Claims about columns

Like I said, I never wanted to be a columnist, but no one did when I started back in 2000. Sure, there were columnists around then, some of whom still write for the Guardian (Jonathan FreedlandMartin KettlePolly Toynbee), some of whom sadly don’t (Martin WollacottHugo Young). But column-writing was seen as something of a private members’ club: elitist, dusty and distant. Back then, young journalists wanted the fun, scrappy jobs: investigative reporter, music reviewer, features writer. But ever since the rise of blogging culture in the 2000s, when anyone with an Apple PowerBook (RIP) could knock out a column, pretty much every aspiring journalist I’ve met has told me they want to be a columnist. Stating your opinion online has become the definitive way of saying who you are, so of course more people want columns.

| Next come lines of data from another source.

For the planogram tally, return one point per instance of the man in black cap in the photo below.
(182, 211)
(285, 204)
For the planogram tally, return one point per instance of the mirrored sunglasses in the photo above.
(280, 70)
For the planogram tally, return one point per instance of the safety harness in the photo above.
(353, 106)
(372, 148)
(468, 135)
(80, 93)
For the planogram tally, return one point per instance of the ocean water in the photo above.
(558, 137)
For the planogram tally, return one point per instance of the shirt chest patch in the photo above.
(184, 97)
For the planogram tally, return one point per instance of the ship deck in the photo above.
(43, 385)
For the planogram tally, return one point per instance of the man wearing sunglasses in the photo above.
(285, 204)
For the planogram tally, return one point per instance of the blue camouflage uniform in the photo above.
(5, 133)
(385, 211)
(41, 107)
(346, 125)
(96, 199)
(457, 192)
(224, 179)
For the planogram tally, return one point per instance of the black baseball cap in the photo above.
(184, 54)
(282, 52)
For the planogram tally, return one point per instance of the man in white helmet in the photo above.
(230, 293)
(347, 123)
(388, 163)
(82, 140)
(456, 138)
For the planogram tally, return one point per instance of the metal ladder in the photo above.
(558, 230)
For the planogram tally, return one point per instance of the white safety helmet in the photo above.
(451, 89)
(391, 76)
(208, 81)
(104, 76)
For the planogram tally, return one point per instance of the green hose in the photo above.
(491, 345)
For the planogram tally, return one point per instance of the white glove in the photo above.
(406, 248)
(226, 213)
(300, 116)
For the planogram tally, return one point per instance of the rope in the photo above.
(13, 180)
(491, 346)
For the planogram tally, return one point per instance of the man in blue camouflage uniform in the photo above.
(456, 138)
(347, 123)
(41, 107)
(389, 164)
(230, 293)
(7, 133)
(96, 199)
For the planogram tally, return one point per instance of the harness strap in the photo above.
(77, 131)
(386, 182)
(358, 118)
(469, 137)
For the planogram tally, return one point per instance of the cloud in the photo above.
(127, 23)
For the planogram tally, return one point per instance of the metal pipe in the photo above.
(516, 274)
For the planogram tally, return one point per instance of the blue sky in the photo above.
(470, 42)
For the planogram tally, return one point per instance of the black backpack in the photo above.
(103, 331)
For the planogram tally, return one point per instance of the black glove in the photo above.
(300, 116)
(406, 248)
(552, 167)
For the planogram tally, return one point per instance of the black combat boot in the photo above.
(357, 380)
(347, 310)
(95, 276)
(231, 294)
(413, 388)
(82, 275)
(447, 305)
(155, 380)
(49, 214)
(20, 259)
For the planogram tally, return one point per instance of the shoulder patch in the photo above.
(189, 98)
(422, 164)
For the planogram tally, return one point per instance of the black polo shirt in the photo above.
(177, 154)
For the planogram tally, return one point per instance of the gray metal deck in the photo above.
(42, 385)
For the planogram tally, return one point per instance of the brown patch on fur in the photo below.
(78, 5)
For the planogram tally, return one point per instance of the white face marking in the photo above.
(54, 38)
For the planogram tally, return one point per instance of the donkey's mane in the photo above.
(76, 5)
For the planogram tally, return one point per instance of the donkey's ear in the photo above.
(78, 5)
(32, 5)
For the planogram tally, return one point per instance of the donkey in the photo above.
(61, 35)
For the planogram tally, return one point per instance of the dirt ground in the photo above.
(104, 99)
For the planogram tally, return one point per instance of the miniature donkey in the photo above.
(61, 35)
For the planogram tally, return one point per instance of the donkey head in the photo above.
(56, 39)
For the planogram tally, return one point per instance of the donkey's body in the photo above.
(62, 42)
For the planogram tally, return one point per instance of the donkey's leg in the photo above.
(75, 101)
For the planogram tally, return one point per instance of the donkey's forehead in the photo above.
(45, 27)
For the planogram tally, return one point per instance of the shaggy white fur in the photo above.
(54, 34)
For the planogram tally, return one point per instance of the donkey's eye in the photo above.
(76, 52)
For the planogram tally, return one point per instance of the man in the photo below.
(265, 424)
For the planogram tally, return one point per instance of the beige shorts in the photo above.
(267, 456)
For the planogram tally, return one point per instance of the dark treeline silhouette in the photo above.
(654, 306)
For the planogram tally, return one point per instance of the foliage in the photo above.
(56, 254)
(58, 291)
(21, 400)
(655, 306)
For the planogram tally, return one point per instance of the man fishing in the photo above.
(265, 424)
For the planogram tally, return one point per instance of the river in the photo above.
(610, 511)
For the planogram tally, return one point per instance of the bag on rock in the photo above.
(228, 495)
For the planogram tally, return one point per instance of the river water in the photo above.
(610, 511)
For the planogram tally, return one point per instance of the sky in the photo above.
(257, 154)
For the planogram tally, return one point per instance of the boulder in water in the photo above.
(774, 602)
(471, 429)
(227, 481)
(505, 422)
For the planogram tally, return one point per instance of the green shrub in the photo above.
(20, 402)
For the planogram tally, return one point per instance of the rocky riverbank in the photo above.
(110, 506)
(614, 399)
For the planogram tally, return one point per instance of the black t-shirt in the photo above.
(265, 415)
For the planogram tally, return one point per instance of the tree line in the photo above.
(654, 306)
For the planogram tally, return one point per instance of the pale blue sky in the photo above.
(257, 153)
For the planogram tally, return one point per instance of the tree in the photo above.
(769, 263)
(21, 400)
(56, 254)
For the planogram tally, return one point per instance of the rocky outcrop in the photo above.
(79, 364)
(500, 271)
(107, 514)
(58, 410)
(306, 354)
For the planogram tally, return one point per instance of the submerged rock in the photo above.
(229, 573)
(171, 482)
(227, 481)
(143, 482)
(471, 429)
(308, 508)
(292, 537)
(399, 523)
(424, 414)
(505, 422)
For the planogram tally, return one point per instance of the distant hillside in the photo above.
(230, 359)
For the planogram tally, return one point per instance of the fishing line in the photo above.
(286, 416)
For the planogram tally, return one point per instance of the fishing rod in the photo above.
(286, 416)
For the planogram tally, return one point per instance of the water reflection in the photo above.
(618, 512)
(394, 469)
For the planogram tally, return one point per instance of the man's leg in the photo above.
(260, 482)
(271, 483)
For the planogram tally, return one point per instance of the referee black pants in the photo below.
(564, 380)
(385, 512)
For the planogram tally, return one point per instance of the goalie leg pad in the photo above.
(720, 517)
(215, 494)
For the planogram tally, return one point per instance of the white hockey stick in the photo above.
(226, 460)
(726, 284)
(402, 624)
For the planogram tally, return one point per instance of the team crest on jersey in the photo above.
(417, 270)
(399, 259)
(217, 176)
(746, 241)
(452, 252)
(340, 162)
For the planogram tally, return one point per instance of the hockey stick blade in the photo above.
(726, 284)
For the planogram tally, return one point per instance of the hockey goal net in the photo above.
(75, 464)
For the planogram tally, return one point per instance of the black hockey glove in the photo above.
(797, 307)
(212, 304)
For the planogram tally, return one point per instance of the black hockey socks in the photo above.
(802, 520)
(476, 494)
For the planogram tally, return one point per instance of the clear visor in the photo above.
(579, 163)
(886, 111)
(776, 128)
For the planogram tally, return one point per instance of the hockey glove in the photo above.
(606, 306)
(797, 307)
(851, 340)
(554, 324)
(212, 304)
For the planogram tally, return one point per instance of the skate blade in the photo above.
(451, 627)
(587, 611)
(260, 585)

Yet, here’s a funny thing: I can’t recall a single day – and there were thousands – that I spent sitting at my desk writing a column. I can, however, recall going to the Oscars to cover them, or the weekend I spent with Judy Blume to interview her. Columns pump up the ego, but going out and finding stories is a lot more fun.

That is from Hadley Freeman at The Guardian, who it seems is quitting…as a columnist but not as a writer.  I also would stress the role of social media in this.  Everyone can have an opinion about a column, so this makes the Opinion section far more central to a newspaper, and not necessarily for the better.